My mother and I talked for a while this afternoon about my sister. My sister summed up in one word is: Indifferent. If her hair is stringy, if her kids are messy, if her life is insanity- she rolls, she doesn’t punch back, or dodge. She’s a weathered, discarded, soda can floating on a lake. Shiny and beautiful in the sunlight- beckoning- but lacks the motor to get herself to the shore. My mother asked if she should pamper my sister- get her a haircut. (She’s always buying her clothes for holidays or telling my sister to dress differently.) I dress ‘too old,’ she dresses, ‘too young.’ I joked that if there was another sister, she may be ‘just right.’ In the midst of it all, it struck me- I was having an adult conversation with my mother. 27 years- in the making, and she was asking for my advice. After watching the things my mother bought my sister be discarded to the back of the closet, I took some of the advice I wished my mother understood about me: She is herself.
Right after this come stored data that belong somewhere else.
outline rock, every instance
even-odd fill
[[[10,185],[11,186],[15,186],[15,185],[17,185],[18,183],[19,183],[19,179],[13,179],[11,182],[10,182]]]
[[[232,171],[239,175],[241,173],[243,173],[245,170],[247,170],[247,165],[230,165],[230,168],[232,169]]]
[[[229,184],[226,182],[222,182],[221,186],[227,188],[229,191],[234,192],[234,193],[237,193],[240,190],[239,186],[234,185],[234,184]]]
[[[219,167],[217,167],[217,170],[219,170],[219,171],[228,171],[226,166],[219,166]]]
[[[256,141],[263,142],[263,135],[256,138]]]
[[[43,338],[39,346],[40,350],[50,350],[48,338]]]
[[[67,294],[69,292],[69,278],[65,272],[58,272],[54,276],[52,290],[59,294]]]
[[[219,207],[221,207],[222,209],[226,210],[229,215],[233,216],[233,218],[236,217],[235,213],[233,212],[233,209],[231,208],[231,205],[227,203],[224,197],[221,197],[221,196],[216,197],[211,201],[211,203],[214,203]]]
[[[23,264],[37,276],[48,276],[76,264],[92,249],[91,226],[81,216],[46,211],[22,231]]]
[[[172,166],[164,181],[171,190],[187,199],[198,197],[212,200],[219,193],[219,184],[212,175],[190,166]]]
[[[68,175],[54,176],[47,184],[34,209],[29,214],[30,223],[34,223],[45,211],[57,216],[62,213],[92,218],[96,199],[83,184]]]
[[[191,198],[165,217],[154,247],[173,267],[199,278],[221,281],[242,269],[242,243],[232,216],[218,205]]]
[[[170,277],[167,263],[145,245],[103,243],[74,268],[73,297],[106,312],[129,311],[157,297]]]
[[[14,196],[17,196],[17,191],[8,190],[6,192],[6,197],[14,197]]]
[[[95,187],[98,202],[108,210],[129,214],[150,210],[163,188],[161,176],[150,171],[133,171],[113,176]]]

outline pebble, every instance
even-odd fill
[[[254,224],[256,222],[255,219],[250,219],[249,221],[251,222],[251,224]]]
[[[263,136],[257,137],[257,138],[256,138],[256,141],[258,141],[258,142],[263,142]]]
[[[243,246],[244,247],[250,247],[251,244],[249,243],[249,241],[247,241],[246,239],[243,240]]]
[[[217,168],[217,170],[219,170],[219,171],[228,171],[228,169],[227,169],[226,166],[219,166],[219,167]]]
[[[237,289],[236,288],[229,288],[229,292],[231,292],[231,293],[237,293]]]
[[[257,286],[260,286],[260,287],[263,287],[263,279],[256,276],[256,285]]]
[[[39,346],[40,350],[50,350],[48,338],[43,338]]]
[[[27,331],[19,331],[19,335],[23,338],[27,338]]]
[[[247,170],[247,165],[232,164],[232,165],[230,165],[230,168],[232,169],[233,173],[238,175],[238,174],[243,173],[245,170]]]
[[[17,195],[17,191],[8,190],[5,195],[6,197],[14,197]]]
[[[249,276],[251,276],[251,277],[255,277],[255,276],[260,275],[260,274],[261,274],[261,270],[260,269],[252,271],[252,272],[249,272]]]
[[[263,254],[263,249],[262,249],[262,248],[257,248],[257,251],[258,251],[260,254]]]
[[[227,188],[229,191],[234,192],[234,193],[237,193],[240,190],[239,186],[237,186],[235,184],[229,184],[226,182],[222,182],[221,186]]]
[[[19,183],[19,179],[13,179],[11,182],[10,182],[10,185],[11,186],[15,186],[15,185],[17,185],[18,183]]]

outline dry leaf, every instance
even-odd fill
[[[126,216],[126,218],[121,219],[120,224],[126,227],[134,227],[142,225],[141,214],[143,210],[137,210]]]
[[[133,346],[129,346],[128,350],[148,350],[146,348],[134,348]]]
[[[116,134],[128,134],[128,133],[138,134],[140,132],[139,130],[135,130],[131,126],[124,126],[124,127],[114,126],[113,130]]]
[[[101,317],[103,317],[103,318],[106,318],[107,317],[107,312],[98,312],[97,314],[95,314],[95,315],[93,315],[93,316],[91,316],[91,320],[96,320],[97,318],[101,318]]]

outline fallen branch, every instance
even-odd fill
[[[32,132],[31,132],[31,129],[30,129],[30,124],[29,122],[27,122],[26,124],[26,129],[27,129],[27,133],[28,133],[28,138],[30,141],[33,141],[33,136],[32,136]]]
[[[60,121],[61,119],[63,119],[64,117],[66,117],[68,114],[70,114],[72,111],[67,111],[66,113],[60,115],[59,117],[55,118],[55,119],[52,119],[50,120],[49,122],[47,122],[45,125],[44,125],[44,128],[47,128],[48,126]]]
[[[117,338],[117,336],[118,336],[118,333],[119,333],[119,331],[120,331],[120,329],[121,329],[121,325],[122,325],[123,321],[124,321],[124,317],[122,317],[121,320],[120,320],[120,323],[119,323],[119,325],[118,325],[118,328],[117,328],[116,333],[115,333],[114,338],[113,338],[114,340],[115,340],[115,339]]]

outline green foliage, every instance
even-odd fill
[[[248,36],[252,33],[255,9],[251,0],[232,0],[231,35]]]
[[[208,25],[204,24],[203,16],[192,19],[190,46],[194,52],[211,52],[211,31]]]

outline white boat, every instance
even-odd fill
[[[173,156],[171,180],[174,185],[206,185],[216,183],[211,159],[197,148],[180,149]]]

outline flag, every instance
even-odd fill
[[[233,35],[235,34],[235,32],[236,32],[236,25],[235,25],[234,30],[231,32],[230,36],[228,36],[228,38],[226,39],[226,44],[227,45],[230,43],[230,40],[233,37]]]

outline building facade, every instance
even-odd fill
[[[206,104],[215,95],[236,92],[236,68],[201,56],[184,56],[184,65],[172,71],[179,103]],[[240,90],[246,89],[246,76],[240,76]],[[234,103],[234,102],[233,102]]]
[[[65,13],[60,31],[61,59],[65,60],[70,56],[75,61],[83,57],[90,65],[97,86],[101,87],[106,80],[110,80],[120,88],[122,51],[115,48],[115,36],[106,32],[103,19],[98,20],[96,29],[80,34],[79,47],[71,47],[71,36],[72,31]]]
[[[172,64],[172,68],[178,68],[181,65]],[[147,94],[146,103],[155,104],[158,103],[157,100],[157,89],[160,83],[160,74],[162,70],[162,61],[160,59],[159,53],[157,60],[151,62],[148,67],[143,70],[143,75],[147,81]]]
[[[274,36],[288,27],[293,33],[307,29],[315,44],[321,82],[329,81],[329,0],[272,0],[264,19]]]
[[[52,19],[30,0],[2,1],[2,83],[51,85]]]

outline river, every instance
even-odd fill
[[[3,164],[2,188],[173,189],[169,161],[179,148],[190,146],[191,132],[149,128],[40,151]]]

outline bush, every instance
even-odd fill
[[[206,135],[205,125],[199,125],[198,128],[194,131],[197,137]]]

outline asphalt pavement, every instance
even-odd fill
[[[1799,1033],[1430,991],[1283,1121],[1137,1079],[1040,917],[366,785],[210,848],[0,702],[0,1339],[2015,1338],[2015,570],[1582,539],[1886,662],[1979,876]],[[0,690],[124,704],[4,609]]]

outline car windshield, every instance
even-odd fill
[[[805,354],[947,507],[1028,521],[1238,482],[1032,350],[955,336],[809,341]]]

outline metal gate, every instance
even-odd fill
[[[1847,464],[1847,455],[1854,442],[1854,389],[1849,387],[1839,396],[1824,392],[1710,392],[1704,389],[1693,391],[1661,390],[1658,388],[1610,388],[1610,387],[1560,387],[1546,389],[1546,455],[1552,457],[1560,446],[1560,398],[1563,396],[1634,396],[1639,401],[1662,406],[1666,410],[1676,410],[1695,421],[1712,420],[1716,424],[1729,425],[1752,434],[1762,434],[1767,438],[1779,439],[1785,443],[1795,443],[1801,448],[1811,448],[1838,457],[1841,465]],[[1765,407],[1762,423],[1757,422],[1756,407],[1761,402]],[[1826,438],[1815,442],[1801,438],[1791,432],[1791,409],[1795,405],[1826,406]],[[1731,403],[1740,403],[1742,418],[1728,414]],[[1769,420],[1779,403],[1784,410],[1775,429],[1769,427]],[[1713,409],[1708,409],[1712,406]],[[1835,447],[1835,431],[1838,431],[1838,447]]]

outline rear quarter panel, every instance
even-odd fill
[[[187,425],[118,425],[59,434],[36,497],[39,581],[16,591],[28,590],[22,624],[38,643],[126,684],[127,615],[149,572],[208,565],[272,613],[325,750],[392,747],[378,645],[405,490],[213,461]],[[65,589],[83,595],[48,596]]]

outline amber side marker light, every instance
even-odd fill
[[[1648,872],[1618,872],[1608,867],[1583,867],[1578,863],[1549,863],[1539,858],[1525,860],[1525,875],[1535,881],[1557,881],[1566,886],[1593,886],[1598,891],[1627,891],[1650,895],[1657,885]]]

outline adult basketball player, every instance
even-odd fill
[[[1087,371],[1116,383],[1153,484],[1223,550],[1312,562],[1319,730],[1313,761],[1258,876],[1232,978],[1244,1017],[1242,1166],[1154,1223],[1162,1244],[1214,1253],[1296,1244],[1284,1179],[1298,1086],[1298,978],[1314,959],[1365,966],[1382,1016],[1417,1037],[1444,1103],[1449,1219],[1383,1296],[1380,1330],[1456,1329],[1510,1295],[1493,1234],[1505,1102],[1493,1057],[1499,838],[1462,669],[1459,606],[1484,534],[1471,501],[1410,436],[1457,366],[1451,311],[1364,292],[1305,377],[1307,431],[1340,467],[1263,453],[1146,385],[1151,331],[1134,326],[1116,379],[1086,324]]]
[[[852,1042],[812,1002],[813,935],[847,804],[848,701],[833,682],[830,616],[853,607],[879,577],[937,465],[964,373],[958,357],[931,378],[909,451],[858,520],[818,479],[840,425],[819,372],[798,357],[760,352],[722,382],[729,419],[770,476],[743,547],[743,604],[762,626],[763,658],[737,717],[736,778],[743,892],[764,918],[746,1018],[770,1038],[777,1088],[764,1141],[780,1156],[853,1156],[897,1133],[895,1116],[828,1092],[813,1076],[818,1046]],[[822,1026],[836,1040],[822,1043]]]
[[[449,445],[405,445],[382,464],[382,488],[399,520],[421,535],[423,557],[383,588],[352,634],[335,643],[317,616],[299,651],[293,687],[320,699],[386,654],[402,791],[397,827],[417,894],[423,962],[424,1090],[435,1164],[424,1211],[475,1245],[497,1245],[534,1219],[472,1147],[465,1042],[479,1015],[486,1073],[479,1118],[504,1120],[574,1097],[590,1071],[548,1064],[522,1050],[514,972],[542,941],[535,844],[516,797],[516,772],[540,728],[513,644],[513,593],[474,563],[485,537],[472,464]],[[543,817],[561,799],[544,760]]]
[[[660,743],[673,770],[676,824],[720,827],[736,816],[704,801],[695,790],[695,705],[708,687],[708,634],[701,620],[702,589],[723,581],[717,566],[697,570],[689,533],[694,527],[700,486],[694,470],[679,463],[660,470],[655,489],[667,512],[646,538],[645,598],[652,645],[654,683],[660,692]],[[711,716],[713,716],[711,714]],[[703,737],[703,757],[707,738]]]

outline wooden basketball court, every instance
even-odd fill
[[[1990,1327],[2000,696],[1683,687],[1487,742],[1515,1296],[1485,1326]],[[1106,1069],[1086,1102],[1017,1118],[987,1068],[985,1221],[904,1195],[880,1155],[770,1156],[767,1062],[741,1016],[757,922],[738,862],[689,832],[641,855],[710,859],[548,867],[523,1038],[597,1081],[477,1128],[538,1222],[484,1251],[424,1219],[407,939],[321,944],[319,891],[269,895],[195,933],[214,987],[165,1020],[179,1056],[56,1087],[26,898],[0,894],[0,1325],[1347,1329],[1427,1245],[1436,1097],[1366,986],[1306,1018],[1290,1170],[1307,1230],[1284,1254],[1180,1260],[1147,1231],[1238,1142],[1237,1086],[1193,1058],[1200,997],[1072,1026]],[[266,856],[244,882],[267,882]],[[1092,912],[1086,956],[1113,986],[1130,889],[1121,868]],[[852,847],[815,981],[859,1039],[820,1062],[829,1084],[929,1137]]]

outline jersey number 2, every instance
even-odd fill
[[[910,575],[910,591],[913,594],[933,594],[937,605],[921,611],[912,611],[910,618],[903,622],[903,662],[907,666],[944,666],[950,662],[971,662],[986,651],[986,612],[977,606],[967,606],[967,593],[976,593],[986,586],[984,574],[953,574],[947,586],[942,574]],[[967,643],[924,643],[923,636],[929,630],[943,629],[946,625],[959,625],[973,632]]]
She will not change, or realize, because she is set. She may not be happy- but this- is easier than change. My mother was so concerned that my sister didn’t know she was pretty- and in secret, I hoped my mother said something about me.
I bought a dress once, low-cut and black. Tighter than anything I’ve ever put on. I felt overstated, fake, and filled-to the cup sizes with sexuality. I imagined her horror as I put it on. It wasn’t my normal understated shift with pearls, so I thought for sure at the low neckline and the tightness she would probably erect the Caffeine-Free-Diet-Pepsi from her nose. In my disbelief she told me she liked it. Yet- I remember leaving for dates with a shirt that only if I bent over would I show any cleavage and she always told me, “never bend down.” I wish I understood my mother. Maybe if she understood my sister, she would understand me.
This light outside my window never seems to turn green. I wait for the shades of change every-time I glance- but it’s always a bright, brazen, red. There’s a smell outside my window- like icicles. (Have you ever smelled snow or icicles?) Before the dirt overtakes it all- it’s intoxicating. So now you know, without anyone by my side- I fall asleep to red lights and the smell of icicles- the sweet intoxication of finding myself on Crosstown Blvd.